“Generating functional cardiac tissue involves meeting several challenges,” says Jacques Guyette, PhD, of the MGH Center for Regenerative Medicine (CRM), lead author of the report. “These include providing a structural scaffold that is able to support cardiac function, a supply of specialized cardiac cells, and a supportive environment in which cells can repopulate the scaffold to form mature tissue capable of handling complex cardiac functions.”
This report is the first to conduct a detailed analysis of the matrix scaffold remaining after decellularization of whole human hearts, along with recellularization of the cardiac matrix in three-dimensional and whole-heart formats.
The study included 73 human hearts that had been donated through the New England Organ Bank, determined to be unsuitable for transplantation and recovered under research consent. Using a scaled-up version of the process originally developed in rat hearts, the team decellularized hearts from both brain-dead donors and from those who had undergone cardiac death. Detailed characterization of the remaining cardiac scaffolds confirmed a high retention of matrix proteins and structure free of cardiac cells, the preservation of coronary vascular and microvascular structures, as well as freedom from human leukocyte antigens that could induce rejection. There was little difference between the reactions of organs from the two donor groups to the complex decellularization process.

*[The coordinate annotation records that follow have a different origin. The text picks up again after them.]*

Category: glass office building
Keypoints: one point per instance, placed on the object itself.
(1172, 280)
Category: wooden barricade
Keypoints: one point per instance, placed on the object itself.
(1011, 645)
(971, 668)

More than 25 million individuals have heart failure worldwide, with ≈4000 patients currently awaiting heart transplantation in the United States. Donor organ shortage and allograft rejection remain major limitations with only ≈2500 hearts transplanted each year. As a theoretical alternative to allotransplantation, patient-derived bioartificial myocardium could provide functional support and ultimately impact the treatment of heart failure.
Circulation Research - Bioengineering Human Myocardium on Native Extracellular Matrix
Instead of using genetic manipulation to generate iPSCs from adult cells, the team used a newer method to reprogram skin cells with messenger RNA factors, which should be both more efficient and less likely to run into regulatory hurdles. They then induced the pluripotent cells to differentiate into cardiac muscle cells or cardiomyocytes, documenting patterns of gene expression that reflected developmental milestones and generating cells in sufficient quantity for possible clinical application. Cardiomyocytes were then reseeded into three-dimensional matrix tissue, first into thin matrix slices and then into 15 mm fibers, which developed into spontaneously contracting tissue after several days in culture.
The last step reflected the first regeneration of human heart muscle from pluripotent stem cells within a cell-free, human whole-heart matrix. The team delivered about 500 million iPSC-derived cardiomyocytes into the left ventricular wall of decellularized hearts. The organs were mounted for 14 days in an automated bioreactor system developed by the MGH team that both perfused the organ with nutrient solution and applied environmental stressors such as ventricular pressure to reproduce conditions within a living heart. Analysis of the regenerated tissue found dense regions of iPSC-derived cells that had the appearance of immature cardiac muscle tissue and demonstrated functional contraction in response to electrical stimulation.
“Regenerating a whole heart is most certainly a long-term goal that is several years away, so we are currently working on engineering a functional myocardial patch that could replace cardiac tissue damaged due a heart attack or heart failure,” says Guyette. “Among the next steps that we are pursuing are improving methods to generate even more cardiac cells – recellularizing a whole heart would take tens of billions – optimizing bioreactor-based culture techniques to improve the maturation and function of engineered cardiac tissue, and electronically integrating regenerated tissue to function within the recipient’s heart.”